The FAR further provides that when a bid guarantee does not list the United States as the obligee, but correctly identifies the offeror, the solicitation number and the name of the location of the project involved, and is otherwise acceptable, the agency may waive the noncompliance. FAR Sec. 28.101-4(i); Nationwide Roofing and Sheet Metal, Inc., 64 Comp.Gen. 474 (1985), 85-1 CPD Para. 454 (use of United States Postal Service bid bond form for General Services Administration procurement). Although the bid guarantee submitted by Barnes identified the state of California as the obligee, it correctly identified Barnes as the offeror, the solicitation number, and the name of the project, including that it was at the Federal Building located at 450 Golden Gate Avenue, San Francisco. Under these circumstances, the intention of the surety and the principal to be bound by the bond and the identity of the United States as the intended and true obligee were clearly shown by the bond itself, such that the surety could not successfully deny its liability under the bond. Accordingly, we think the bid bond is enforceable as submitted and therefore acceptable. FAR Sec. 28.101-4(i); Nationwide Roofing and Sheet Metal, Inc., supra.

Amoroso maintains that even if each of these defects is waiverable by itself, the combination of these inadequacies renders Barnes' bid guarantee fatally defective. In support of its position the protester points to the statement in FAR Sec. 28.101-4(i) which provides that failing to specifically identify the United States as the obligee may be waived "so long as it the bid bond is acceptable in all other respects." Amoroso argues that since Barnes' bid bond is also in an inadequate amount, it is not acceptable in all other respects.

We disagree. Barnes' bid bond is acceptable in all other respects since the only other nonconformance is that it is in the amount of 10 percent of its bid price, but as we previously stated this is a waivable noncompliance since it is greater than the difference between its bid price and the next higher price. The applicable FAR provision states that "Noncompliance with a solicitation requirement for a bid guarantee requires rejection of the bid, except in the following situations when the noncompliance shall be waived, unless the contracting officer determines in writing that acceptance of the bid would be detrimental to the Government's interest." This provision continues by identifying nine situations in which the contracting officer shall waive the noncompliances, among these are the two which are herein applied. This regulation neither limits the number of these nonconformances that may apply, nor states that in order for one exception to apply, the bid guarantee has to comply with the exact requirements of the solicitation. See e.g., Professional Restoration Servs., Inc., B-232424, Jan. 9, 1989, 89-1 CPD Para. 13.

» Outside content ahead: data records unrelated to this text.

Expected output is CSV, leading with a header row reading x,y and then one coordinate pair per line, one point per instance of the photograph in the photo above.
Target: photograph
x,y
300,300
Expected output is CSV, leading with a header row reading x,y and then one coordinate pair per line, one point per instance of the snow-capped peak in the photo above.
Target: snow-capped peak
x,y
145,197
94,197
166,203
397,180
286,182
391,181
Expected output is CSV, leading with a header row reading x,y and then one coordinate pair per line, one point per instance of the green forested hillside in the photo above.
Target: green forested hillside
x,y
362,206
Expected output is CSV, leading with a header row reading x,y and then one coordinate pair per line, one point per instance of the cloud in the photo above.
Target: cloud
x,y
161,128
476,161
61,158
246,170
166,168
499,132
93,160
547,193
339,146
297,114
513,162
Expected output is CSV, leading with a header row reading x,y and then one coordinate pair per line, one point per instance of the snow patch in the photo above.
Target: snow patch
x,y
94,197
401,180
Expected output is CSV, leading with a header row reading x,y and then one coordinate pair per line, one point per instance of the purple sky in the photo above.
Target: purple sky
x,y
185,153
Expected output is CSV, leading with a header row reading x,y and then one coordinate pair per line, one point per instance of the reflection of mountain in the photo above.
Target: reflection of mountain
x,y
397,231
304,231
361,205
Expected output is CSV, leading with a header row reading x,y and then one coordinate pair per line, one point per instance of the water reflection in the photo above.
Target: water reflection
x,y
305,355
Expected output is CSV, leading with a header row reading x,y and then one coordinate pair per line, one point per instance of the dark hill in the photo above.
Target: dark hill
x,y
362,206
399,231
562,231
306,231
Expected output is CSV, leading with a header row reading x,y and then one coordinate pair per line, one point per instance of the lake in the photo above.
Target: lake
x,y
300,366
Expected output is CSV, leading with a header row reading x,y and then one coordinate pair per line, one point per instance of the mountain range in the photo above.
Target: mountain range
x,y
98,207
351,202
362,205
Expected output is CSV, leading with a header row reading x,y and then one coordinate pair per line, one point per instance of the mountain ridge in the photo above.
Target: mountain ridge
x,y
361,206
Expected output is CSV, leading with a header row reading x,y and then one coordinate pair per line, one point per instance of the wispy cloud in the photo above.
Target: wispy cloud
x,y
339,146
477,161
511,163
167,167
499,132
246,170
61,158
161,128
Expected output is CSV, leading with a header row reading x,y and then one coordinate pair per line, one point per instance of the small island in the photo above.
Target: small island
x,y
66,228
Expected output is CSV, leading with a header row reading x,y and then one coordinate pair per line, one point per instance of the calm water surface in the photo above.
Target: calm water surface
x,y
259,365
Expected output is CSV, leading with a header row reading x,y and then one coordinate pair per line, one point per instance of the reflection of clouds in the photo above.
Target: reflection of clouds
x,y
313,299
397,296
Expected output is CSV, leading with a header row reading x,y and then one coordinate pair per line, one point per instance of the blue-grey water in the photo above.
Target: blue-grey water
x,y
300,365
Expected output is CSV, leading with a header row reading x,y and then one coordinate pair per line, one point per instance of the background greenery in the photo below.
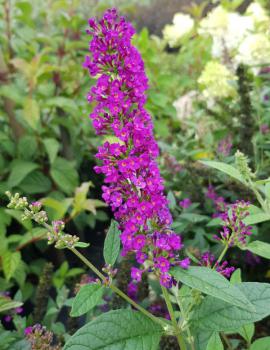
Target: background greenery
x,y
47,144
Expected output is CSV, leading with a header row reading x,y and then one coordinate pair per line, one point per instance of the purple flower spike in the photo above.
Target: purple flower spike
x,y
133,184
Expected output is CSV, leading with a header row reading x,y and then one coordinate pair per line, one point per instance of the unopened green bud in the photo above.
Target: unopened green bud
x,y
40,217
241,163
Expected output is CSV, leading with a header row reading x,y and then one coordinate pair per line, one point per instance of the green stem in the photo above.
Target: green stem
x,y
117,290
178,334
259,197
184,316
224,251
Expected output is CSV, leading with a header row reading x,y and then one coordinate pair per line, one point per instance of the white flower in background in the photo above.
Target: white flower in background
x,y
184,105
227,29
254,50
257,13
217,81
182,25
215,23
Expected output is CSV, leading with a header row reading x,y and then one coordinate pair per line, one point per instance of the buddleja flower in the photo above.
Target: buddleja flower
x,y
134,187
209,260
235,231
254,50
40,338
182,25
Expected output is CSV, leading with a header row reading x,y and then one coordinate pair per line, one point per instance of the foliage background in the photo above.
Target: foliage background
x,y
47,143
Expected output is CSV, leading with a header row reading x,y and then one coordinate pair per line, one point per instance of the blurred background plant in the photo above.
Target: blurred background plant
x,y
209,94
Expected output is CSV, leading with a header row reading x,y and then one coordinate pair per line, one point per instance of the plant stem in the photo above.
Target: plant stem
x,y
224,251
178,334
228,343
117,290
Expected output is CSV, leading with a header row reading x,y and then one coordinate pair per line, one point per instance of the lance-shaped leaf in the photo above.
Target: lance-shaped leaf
x,y
212,283
216,315
225,168
215,343
259,248
112,244
88,297
117,330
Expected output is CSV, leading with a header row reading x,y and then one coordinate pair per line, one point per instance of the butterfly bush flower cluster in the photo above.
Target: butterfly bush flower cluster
x,y
207,259
234,231
219,202
134,187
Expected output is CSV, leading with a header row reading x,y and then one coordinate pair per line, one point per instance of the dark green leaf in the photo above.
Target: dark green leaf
x,y
215,343
65,175
8,304
112,244
214,314
81,245
87,298
247,332
35,182
259,248
117,330
261,344
10,263
52,148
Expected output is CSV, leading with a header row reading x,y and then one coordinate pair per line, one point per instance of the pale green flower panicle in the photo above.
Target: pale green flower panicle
x,y
217,81
182,25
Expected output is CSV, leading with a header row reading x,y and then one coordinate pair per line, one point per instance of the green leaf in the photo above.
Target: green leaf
x,y
236,277
10,263
60,207
247,332
19,170
201,338
215,343
31,112
259,248
261,344
8,304
225,168
112,244
87,298
65,175
267,190
52,148
212,283
256,218
27,147
35,182
171,199
217,315
81,245
117,330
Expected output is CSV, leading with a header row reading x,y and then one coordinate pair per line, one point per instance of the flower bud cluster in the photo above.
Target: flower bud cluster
x,y
16,202
40,338
234,231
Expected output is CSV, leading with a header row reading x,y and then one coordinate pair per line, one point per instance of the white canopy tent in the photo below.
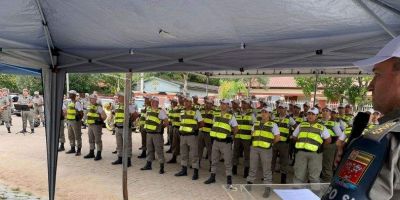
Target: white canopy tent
x,y
259,37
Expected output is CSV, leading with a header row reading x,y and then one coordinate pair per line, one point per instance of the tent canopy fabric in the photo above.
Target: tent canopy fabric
x,y
225,36
11,69
179,35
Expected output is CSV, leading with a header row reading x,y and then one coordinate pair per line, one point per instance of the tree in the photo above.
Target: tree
x,y
230,88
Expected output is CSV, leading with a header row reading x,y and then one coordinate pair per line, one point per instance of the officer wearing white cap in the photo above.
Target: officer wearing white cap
x,y
191,121
142,121
38,105
224,128
73,113
285,124
156,121
328,155
265,134
310,137
379,148
242,142
4,104
95,118
119,119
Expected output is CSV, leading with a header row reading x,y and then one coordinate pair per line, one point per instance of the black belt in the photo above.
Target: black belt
x,y
305,150
226,140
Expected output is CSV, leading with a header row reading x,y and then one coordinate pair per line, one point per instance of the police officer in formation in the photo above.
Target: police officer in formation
x,y
190,123
245,118
95,120
4,105
73,113
156,121
265,134
223,131
27,115
119,117
310,137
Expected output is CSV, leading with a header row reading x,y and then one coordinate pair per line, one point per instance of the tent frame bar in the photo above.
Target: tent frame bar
x,y
377,19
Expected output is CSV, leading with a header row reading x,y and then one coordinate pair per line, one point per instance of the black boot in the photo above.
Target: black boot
x,y
161,168
283,178
118,161
211,179
71,151
195,174
248,186
61,148
78,152
98,156
143,154
229,180
245,172
90,155
267,192
234,170
173,160
183,172
147,166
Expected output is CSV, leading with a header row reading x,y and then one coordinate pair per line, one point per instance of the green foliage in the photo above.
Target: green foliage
x,y
354,90
230,88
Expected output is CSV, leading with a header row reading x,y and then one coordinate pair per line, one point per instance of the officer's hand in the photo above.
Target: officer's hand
x,y
339,153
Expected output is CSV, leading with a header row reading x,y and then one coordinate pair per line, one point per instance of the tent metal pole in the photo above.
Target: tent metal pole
x,y
384,5
208,79
306,55
50,44
126,130
377,19
315,87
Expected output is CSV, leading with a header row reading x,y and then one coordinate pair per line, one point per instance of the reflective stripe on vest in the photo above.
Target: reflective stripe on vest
x,y
92,115
245,123
309,137
153,123
119,115
71,111
329,125
262,135
221,128
208,121
188,122
175,114
283,125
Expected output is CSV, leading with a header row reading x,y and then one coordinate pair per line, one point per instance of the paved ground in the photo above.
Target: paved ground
x,y
23,165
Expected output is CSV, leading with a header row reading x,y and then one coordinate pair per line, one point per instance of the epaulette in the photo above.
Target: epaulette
x,y
378,132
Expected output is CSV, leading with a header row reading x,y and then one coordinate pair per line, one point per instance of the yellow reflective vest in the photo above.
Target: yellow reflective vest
x,y
283,125
309,137
92,115
188,122
71,111
153,124
262,135
221,128
245,123
208,120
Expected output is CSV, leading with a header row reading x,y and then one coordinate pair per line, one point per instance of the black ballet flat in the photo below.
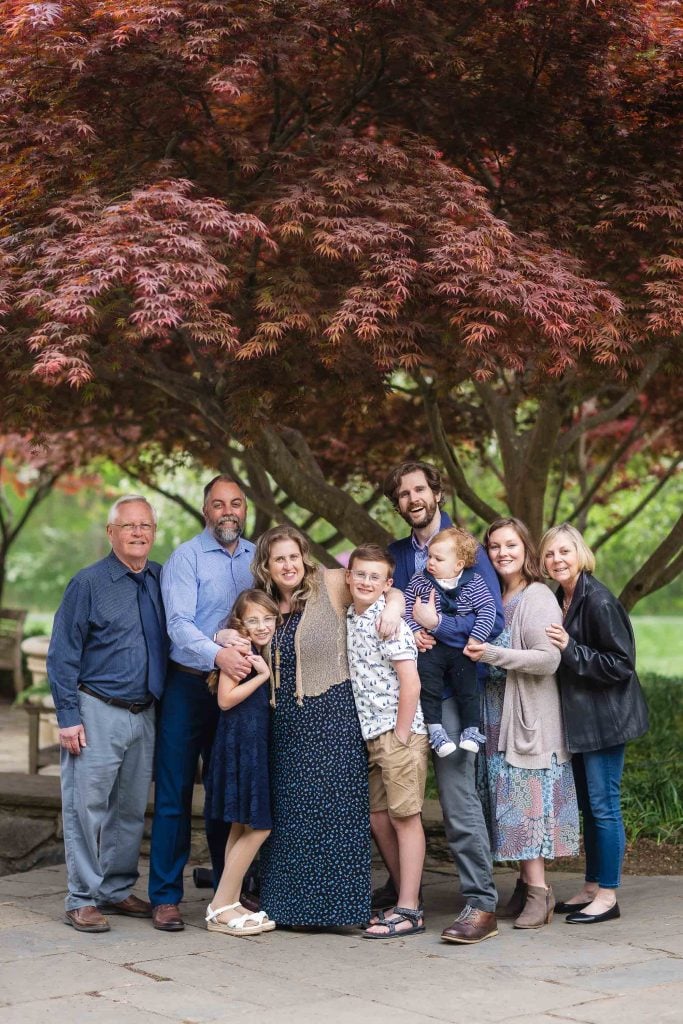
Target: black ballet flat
x,y
594,919
569,907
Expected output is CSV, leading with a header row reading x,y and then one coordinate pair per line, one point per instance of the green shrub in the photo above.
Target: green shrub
x,y
652,797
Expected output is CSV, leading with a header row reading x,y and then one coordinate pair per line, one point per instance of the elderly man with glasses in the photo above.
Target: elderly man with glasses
x,y
107,666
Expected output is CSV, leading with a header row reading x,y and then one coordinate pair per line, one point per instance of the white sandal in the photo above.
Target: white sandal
x,y
239,926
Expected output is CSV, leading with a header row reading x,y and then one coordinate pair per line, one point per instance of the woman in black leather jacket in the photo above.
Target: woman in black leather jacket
x,y
603,707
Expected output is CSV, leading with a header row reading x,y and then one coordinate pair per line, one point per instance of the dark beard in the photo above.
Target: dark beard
x,y
226,532
426,516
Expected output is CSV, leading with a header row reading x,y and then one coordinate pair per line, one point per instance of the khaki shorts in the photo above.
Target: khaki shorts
x,y
397,773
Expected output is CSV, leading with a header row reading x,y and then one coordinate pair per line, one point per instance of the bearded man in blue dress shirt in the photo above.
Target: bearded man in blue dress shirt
x,y
416,492
107,664
200,584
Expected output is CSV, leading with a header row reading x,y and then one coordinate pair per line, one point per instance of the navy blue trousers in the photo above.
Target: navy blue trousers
x,y
186,725
439,667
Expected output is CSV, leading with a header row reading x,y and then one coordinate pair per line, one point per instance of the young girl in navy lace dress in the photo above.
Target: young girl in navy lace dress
x,y
238,784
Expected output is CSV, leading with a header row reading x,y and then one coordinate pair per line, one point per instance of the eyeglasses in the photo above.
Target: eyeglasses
x,y
367,577
130,527
254,624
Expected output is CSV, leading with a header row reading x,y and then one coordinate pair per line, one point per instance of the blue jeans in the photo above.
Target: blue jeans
x,y
598,778
186,724
104,793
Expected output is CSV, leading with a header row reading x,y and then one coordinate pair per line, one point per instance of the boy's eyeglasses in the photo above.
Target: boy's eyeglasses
x,y
360,577
254,624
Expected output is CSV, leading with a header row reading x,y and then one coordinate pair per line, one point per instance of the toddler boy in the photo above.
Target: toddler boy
x,y
450,587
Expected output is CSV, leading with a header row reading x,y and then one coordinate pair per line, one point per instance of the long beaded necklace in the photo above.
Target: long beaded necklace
x,y
278,641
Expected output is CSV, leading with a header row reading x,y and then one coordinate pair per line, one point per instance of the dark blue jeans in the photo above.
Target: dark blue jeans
x,y
598,778
185,729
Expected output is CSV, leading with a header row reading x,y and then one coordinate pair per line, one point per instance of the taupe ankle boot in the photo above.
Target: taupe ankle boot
x,y
515,904
538,908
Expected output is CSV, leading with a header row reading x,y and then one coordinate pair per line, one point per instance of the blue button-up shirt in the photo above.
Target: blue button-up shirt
x,y
200,584
97,637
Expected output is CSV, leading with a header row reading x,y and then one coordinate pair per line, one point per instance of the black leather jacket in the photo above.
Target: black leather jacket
x,y
602,700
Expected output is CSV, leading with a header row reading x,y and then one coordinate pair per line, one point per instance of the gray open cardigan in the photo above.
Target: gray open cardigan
x,y
531,727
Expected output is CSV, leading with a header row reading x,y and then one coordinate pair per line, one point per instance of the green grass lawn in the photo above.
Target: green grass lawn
x,y
659,644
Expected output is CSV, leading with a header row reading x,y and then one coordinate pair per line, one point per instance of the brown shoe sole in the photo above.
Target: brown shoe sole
x,y
87,928
467,942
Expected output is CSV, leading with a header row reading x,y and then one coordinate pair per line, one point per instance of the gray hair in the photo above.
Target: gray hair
x,y
126,500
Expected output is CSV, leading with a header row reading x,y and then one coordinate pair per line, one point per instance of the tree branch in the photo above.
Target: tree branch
x,y
652,493
447,456
660,568
600,477
566,440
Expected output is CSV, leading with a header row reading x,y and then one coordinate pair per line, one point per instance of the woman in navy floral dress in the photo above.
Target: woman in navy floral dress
x,y
315,867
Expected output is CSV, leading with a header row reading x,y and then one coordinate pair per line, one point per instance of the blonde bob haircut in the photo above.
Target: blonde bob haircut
x,y
586,556
261,571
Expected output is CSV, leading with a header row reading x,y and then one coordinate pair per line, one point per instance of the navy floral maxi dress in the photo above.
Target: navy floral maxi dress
x,y
315,866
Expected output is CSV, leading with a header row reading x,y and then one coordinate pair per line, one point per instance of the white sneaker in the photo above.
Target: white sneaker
x,y
441,743
469,744
471,738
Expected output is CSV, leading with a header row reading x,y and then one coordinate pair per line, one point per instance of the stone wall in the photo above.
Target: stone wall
x,y
31,823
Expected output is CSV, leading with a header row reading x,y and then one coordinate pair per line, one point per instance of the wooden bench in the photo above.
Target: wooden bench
x,y
11,631
39,756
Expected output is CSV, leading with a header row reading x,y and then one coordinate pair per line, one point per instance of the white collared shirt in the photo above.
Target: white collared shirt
x,y
373,677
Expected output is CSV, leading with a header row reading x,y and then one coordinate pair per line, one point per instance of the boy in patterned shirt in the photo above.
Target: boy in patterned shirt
x,y
386,688
450,588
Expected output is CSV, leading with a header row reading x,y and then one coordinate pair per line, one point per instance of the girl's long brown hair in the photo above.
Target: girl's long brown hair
x,y
262,556
236,621
530,570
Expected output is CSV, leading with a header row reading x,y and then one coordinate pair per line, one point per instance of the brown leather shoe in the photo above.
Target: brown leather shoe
x,y
131,906
538,908
87,919
471,926
167,918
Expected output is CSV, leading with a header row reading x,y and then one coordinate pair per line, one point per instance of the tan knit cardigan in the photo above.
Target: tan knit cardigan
x,y
531,727
321,638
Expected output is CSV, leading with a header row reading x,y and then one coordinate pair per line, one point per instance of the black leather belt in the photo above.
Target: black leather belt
x,y
134,707
185,668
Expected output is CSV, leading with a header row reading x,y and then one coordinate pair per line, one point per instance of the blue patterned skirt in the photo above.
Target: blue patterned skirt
x,y
529,812
315,866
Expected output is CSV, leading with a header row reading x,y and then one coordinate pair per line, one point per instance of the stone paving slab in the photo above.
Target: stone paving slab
x,y
619,973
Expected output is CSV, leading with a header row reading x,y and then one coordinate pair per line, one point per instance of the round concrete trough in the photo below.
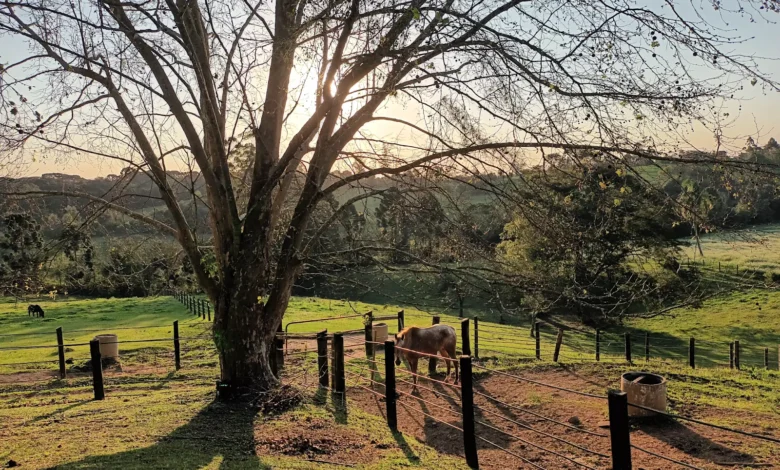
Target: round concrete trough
x,y
646,389
108,345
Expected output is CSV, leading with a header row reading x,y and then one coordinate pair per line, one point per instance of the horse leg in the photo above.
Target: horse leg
x,y
455,363
413,366
447,361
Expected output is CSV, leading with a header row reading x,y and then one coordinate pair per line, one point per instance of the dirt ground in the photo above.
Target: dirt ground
x,y
696,445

The only limitation on the applicability of this regulation is that acceptance of the bid may not be detrimental to the interests of the government. As we previously stated, the government is fully protected under this bid guarantee, a fact not even challenged by the protester, and therefore, waiver of these nonconformances is not detrimental to the government's interests.

The protest is denied.

/1/ Amoroso initially filed an agency-level protest on July 10, but since it did not receive a response by August 6, Amoroso filed a protest in our Office raising the identical issues. The agency did respond to Amoroso by a letter dated August 7, but received on August 10, and denied the protest. GSA then made award to Barnes, which occurred before the contracting officer was actually notified of the protest filed at the GAO. The agency has determined that urgent and compelling circumstances warrant proceeding with the contract as awarded to Barnes, notwithstanding Amoroso's pending protest.